CERIC will publish a book in the new year that makes the case that career development practice is a mental health intervention, and provides skills and strategies to support career development practitioners in their work. Written by Dave Redekopp and Michael Huston, Strengthening Mental Health Through Effective Career Development: A Practitioner’s Guide explores how practitioners do far more than help people prepare for, enter and navigate career pathways – they change people’s lives in ways that improve mental health and overall well-being. This resource will launch at the Cannexus20 National Career Development Conference in January and be available for purchase or free download.

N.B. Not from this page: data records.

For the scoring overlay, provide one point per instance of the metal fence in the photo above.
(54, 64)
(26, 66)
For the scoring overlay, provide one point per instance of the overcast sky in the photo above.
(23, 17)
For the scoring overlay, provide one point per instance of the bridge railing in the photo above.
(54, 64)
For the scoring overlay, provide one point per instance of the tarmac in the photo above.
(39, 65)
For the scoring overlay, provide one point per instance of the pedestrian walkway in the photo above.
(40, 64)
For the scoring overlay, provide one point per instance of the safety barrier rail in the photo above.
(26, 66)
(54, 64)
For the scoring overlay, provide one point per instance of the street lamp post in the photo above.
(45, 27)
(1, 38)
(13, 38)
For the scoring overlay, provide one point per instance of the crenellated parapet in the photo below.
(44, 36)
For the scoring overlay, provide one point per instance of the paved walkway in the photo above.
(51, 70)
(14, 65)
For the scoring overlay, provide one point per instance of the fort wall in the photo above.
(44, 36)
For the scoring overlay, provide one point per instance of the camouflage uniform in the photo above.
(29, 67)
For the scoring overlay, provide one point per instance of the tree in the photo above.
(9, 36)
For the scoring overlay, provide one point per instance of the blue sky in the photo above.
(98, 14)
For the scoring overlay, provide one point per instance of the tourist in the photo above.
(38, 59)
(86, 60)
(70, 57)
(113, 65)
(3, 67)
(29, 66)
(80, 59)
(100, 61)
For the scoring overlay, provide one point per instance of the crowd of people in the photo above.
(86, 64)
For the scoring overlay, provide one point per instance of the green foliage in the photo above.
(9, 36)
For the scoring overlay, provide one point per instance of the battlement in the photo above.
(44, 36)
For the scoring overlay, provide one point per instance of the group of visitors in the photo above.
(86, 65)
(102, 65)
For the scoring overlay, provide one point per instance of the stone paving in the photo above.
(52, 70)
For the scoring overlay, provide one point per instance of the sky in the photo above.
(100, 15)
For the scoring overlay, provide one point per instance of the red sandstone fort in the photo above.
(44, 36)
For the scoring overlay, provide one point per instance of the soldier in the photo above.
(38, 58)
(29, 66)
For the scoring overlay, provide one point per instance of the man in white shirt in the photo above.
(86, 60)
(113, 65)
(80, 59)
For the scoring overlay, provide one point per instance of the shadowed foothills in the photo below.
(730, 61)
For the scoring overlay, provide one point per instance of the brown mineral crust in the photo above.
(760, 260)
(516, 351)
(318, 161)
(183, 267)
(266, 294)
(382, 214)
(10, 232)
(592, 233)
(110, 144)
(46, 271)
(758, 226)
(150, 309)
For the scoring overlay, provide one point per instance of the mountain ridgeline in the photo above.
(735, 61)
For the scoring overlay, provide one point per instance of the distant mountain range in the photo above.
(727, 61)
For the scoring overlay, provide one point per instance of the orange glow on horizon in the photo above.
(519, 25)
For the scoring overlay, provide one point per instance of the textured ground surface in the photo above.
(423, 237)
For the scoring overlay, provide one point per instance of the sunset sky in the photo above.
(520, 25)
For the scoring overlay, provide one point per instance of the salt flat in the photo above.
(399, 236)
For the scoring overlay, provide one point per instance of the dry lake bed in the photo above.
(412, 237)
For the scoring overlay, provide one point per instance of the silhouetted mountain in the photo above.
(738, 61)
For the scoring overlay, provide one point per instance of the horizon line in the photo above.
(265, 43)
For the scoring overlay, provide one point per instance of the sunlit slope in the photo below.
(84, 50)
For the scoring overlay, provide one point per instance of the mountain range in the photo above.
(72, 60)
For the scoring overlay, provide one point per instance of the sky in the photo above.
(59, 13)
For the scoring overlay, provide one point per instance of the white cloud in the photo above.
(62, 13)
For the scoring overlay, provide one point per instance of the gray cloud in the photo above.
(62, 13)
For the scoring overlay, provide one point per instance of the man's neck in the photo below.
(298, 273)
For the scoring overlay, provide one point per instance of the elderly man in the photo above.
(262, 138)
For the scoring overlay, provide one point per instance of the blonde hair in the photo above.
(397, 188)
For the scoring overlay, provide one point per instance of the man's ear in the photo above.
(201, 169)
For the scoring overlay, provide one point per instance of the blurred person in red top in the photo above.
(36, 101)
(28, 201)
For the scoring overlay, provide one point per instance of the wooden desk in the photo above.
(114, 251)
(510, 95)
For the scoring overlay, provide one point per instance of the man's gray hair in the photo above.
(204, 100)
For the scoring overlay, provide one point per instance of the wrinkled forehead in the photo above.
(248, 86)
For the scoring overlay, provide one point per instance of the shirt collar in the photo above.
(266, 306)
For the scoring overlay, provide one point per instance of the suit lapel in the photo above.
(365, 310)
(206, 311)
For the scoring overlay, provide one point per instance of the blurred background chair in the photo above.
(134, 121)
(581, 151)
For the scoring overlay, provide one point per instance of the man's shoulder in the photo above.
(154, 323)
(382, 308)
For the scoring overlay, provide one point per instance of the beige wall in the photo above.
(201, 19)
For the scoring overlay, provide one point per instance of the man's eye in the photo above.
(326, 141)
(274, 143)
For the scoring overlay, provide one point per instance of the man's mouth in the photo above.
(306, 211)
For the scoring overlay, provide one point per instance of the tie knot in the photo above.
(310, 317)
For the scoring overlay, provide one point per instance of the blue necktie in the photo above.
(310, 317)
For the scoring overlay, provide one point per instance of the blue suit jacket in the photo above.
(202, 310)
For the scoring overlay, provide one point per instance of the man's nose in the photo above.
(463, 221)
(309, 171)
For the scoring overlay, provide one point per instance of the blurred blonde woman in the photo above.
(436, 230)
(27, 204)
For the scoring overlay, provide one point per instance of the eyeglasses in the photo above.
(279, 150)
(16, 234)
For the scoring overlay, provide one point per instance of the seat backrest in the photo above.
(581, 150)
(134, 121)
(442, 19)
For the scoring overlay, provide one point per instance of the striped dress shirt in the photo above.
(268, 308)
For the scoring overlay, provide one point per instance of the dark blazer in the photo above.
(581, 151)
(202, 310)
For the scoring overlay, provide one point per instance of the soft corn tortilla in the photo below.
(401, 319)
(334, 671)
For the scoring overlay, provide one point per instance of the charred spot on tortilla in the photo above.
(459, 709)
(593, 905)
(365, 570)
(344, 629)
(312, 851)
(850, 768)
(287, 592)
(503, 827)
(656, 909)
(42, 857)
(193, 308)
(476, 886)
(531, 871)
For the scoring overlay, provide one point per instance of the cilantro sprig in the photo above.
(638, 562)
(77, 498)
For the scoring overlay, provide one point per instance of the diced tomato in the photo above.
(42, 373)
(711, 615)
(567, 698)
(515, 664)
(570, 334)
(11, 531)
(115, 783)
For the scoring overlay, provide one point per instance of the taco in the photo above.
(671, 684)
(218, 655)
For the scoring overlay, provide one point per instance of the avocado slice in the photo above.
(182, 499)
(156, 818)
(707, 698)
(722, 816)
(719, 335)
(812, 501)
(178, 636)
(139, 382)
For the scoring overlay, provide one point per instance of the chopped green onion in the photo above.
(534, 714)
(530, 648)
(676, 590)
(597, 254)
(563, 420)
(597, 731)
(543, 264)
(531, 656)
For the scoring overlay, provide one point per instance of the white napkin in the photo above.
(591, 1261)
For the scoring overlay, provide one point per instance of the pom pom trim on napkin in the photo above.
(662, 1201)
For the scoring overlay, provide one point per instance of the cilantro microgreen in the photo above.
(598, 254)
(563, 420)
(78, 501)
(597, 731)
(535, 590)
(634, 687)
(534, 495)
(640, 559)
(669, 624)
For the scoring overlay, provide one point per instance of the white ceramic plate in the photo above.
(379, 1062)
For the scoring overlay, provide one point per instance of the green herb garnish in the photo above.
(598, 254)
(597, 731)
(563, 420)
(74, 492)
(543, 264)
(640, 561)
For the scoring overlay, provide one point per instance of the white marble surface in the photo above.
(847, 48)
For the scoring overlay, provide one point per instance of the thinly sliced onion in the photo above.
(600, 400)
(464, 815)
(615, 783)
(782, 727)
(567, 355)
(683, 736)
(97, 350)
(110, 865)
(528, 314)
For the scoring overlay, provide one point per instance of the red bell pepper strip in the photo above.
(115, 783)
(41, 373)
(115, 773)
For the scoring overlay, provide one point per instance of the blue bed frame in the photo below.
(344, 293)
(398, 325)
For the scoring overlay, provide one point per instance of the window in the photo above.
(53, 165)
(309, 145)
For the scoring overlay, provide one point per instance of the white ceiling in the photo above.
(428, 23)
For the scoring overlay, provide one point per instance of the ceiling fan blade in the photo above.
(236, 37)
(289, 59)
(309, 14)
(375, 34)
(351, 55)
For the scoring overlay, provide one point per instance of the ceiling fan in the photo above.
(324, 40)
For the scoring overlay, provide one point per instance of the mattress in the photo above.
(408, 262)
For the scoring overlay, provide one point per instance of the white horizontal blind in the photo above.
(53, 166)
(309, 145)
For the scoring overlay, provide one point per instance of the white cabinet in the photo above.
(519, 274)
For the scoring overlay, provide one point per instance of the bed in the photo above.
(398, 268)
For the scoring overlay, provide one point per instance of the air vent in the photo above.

Based on a CERIC-funded research project with international partners Life-Role Development Group Ltd., Simon Fraser University and Career Education Association of Victoria (also known as Australian Centre for Career Education), the guide shows ways to connect career development services to clients’ mental health concerns while clearly working ethically and within the boundaries of their role and competence. Practitioners will be equipped to improve their career development services, broaden their view of client concerns to include well-being outcomes as part of a whole-person approach to career/life planning, and strengthen their collaboration with healthcare service providers. The authors also emphasize their focus is mental health, not mental illness, and address this distinction in the book.

In the wake of a global mental health movement involving organizations, schools, post-secondary institutions, managers, employees and parents, the guide encourages career development practitioners to recognize that they have always influenced mental health in their work; the big changes are in understanding and communicating the value of career development intervention and its role in supporting positive mental health.

“As a career development practitioner, we know you have watched many clients or students transform. They came into your service or classroom lethargic, emotionally flat, tentative, and reactive. At some point – maybe while reviewing their strengths, clarifying their preferred future, researching work possibilities on a career website, job shadowing, learning how to study, or working through their résumé – something big happened,” Redekopp and Huston write in their introduction.

“Perhaps they found their footing on a career pathway, became more comfortable in their own skin about who they are, recognized that there were many potential places in the work world for them, or learned a strategy to help them cope with the things in life coming at them. You may not even know what the trigger was, but you know someone who was languishing is now taking life on, seeing meaning in what they are doing, seeing clearly who they are, and feeling hopeful about their ability to handle the future.”

The guide will support career practitioners to:

  • Consider the mental health impact of their services
  • Be intentional about the mental health impact of their services
  • Improve the mental health impact of their services
  • Evaluate the mental health impact of their services, and
  • Communicate the mental health impact of their services to relevant stakeholders, including policy-makers

The book has been written primarily for those who see themselves as career development practitioners, namely those who help clients or students, 1-to-1 or in groups. This includes academic advisors, career coaches, guidance counsellors, employment specialists and human resources practitioners working with a broad range of clients. Additionally, the book is intended to be of use to the supervisors and managers of career development practitioners, particularly those responsible for service evaluation, fund development, community engagement and service marketing. Researchers and academics will also find a robust and testable model of career development and mental health relationships as well as descriptions of specific interventions to better achieve positive mental health outcomes within career development practice.

Based in Edmonton, author Dave Redekopp is the national award-winning President of Life-Role Development Group Ltd. He has devoted more than 30 years to the development of better career development and workplace concepts and practices. Most recently, his research has focused on the links between career development and mental health. Co-author Michael Huston is a long-standing associate at Life-Role Development Group as well as a career development practitioner, and Associate Professor and Counsellor at Mount Royal University in Calgary. His research interests include adolescent stress and coping, career development as mental health intervention, and counsellor and career development practitioner education and training.

Advance praise for the book is coming from career development luminaries and mental health experts, including Mark Savickas, David Blustein, H B Gelatt, Norm Amundson, Denise Bissonnette, Bill Borgen, Kris Magnusson, Roberta Neault, Pete Robertson and Dr Joti Samra. The book has also received support from Knowledge Champions: Ryerson University, Wilfrid Laurier University, Australian Centre for Career Education and Simon Fraser University. Thanks to their backing, each delegate at CERIC’s Cannexus conference (January 27-29, 2020 in Ottawa) will receive a free copy. The book is expected to be available for pre-sales in early January via Amazon and Chapters.Indigo in both print ($28.95) and ebook ($19.99) formats. A free pdf will be offered for download after the launch.

Redekopp and Huston will be presenting a session at Cannexus, on Monday, January 27, 2020, on “Career Development & Mental Health: Coping Becomes Hoping.” The session will dive into the content of the new guide and address how career development processes bolster well-being.